K De Bock1, E. A Richter2, A. P Russell3, B. O Eijnde1, W Derave1, M Ramaekers1, E Koninckx1, B Léger3, J Verhaeghe4 and P Hespel1

1 Exercise Physiology and Biomechanics Laboratory, Faculty of Kinesiology and Rehabilitation Sciences, K.U.Leuven, Belgium
2 Copenhagen Muscle Research Centre, Institute of Exercise and Sports Sciences, University of Copenhagen, Copenhagen, Denmark
3 Clinique Romande de Réadaptation, Sion, Switzerland
4 Gynaecology and Obstetrics Unit, Faculty of Medicine, K.U.Leuven, Belgium

The effects were compared of exercise in the fasted state and exercise with a high rate of carbohydrate intake on intramyocellular triglyceride (IMTG) and glycogen content of human muscle. Using a randomized crossover study design, nine young healthy volunteers participated in two experimental sessions with an interval of 3 weeks. In each session subjects performed 2 h of constant-load bicycle exercise (~75% {tjp_798_mu1}), followed by 4 h of controlled recovery. On one occasion they exercised after an overnight fast (F), and on the other (CHO) they received carbohydrates before (~150 g) and during (1 g (kg bw)–1 h–1) exercise. In both conditions, subjects ingested 5 g carbohydrates per kg body weight during recovery. Fibre type-specific relative IMTG content was determined by Oil red O staining in needle biopsies from m. vastus lateralis before, immediately after and 4 h after exercise.

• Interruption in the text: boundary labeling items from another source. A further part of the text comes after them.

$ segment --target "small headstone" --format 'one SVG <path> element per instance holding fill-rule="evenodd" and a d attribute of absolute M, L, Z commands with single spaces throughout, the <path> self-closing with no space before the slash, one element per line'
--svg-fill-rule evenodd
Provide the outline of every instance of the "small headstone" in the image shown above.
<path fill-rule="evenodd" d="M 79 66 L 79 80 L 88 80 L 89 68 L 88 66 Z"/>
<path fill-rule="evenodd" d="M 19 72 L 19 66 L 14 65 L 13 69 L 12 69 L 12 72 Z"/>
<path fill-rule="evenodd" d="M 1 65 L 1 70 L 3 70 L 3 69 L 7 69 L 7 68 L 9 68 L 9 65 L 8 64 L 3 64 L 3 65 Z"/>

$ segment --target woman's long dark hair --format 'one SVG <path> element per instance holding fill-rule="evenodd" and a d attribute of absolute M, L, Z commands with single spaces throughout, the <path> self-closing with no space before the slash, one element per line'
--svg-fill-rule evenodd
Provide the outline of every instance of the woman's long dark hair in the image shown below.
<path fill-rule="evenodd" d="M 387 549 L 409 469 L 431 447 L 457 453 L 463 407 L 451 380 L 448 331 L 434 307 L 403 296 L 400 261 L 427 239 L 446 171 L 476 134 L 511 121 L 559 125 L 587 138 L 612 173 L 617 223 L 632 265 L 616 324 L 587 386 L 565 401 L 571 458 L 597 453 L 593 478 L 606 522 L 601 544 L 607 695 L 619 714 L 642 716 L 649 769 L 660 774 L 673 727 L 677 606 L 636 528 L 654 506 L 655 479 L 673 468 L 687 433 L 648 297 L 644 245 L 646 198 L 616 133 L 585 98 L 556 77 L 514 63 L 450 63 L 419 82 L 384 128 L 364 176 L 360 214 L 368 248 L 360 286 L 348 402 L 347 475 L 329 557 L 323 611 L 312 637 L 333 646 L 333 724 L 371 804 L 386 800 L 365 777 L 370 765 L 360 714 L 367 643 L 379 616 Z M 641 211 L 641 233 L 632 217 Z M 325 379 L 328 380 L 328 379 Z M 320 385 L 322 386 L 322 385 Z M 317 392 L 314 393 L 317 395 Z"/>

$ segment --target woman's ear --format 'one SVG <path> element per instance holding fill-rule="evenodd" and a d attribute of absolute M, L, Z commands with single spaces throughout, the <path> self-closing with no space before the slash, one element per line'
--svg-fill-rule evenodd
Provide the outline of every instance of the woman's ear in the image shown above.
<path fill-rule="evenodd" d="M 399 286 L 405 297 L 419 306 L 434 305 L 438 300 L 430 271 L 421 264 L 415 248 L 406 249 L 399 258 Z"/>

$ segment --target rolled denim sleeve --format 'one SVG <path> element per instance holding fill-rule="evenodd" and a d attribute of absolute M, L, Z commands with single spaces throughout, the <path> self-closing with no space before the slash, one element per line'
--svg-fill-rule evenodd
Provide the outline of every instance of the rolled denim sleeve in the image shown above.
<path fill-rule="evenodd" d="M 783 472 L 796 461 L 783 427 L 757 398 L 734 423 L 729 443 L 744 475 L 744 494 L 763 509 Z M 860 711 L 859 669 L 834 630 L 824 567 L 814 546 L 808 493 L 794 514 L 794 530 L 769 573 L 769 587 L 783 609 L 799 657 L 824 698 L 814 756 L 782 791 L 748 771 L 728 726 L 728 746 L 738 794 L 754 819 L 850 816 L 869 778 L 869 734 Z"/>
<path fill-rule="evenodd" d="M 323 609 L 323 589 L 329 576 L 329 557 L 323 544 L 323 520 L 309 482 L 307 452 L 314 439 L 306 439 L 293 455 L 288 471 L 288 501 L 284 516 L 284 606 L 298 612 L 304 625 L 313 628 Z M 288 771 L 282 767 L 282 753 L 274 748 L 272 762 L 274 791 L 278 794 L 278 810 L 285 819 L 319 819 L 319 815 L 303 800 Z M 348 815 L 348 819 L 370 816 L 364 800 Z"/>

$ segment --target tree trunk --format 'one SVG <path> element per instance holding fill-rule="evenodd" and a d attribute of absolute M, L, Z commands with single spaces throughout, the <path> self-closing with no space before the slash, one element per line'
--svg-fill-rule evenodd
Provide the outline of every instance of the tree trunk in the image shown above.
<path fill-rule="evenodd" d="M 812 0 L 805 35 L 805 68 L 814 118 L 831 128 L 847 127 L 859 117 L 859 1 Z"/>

During F but not during CHO, the exercise bout decreased IMTG content in type I fibres from 18 ± 2% to 6 ± 2% (P = 0.007) area lipid staining. Conversely, during recovery, IMTG in type I fibres decreased from 15 ± 2% to 10 ± 2% in CHO, but did not change in F. Neither exercise nor recovery changed IMTG in type IIa fibres in any experimental condition. Exercise-induced net glycogen breakdown was similar in F and CHO. However, compared with CHO (11.0 ± 7.8 mmol kg–1 h–1), mean rate of postexercise muscle glycogen resynthesis was 3-fold greater in F (32.9 ± 2.7 mmol kg–1 h–1, P = 0.01). Furthermore, oral glucose loading during recovery increased plasma insulin markedly more in F (+46.80 µU ml–1) than in CHO (+14.63 µU ml–1, P = 0.02). We conclude that IMTG breakdown during prolonged submaximal exercise in the fasted state takes place predominantly in type I fibres and that this breakdown is prevented in the CHO-fed state. Furthermore, facilitated glucose-induced insulin secretion may contribute to enhanced muscle glycogen resynthesis following exercise in the fasted state.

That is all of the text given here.